I’ve blogged before about my occasionally tormenting ‘Choice Paradox’.  I believe in two strands that at first glance may seem mutually exclusive.  At the one possible pole, I believe you can generate more sales by always thinking up one more product offering, yet at the other potential extreme, I also believe that by eliminating the decision trauma of multiple choices, you can also generate more sales.

The reality is that there’s no pure linearity between the two positions, so different circumstances allow for differing solutions.  Whereas I would be happy to make the generalisation that almost all salespeople keep the Alternative Close in high regard – the world after all is an easier place to inhabit when you can suggest “blue or red?” – the trick unsurprisingly is to nail the right solution to the relevant circumstance.

So I was intrigued to read two similar articles on a so-called music 2.0 blog I read connected with a web endeavour of mine.  From their ‘associate editor’  Kyle Bylin, hypebot report on an American professor, Barry Schwartz, and his latest work, The Paradox of Choice: Why More Is Less.  Here’s two wonderful examples of his thinking:

Here’s what we know happens when people are overloaded with choice. First, they get paralysed into indecision, and choose nothing. Second, if they do choose, they simplify the decision, either falling back on habit or choosing on the basis of what is easiest to evaluate ….

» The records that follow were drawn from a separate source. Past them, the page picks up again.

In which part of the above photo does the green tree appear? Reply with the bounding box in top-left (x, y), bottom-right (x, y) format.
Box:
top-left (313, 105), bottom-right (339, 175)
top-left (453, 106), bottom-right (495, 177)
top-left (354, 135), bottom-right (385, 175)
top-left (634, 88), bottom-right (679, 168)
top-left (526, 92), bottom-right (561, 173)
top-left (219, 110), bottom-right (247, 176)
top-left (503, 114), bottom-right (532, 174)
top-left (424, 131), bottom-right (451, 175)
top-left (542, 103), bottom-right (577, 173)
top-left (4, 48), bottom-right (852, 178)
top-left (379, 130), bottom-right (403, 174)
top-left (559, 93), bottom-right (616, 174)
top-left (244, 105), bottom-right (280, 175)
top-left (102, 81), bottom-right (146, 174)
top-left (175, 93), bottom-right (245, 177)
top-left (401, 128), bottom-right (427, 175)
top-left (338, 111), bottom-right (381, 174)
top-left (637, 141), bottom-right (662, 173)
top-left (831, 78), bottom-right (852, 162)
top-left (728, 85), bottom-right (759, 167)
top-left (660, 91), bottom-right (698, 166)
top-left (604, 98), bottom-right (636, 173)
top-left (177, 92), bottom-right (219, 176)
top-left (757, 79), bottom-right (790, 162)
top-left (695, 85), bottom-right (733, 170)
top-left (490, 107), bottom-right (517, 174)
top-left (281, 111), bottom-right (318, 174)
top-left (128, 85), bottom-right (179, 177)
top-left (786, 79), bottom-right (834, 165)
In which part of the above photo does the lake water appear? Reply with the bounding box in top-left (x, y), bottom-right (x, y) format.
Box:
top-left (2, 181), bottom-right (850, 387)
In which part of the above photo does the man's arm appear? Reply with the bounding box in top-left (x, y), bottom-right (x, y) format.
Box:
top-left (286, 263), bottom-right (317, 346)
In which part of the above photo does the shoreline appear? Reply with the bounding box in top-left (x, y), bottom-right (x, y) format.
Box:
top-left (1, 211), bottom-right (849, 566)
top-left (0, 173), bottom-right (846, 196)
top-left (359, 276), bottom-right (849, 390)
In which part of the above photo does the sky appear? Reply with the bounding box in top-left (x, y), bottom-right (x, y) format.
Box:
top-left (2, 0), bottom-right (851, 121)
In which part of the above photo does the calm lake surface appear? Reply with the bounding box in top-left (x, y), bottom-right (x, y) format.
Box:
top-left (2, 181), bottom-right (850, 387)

.… if people overcome paralysis and do choose, they get less satisfaction from their choice than they would if the choice set was smaller. In part, they spend their time thinking about how another option would have been better.

Reduce the choices, and you make more sales.  It seems a clear message from him.  I wonder what he makes of my theory that by cheekily adding a premium, higher-priced, jumbo-type option in your Prop, you actually make more sales because you make the standard offering you’ve been plugging all along more attractive?  Any of us that have had to slave over detailed Proposals will know the merits of this approach.  (Digressing a touch I know, but perhaps he’d create a formula that works out the optimum number of choices you should make available given certain constraints.  Throw in to the mix variables like whether (and by how much) competitors are cheaper or dearer, the number of similar and dissimilar alternatives also vying for the spend, and the prospect propensity to buy from you, and you could envisage a formula giving you a number of options that you must offer!)

The other remarks that struck me on this were from Stumbling on Happiness, where Daniel Gilbert concludes that people generally imagine incorrectly what will make them happy and also tend to repeat the same errors.  Not only does this insight re-inforce the make-choice-simple mantra, but it also suggests a useful fear-uncertainty-doubt style objection handle to use when you’re trying to persuade a prospect to do something a little bit different or for the first time.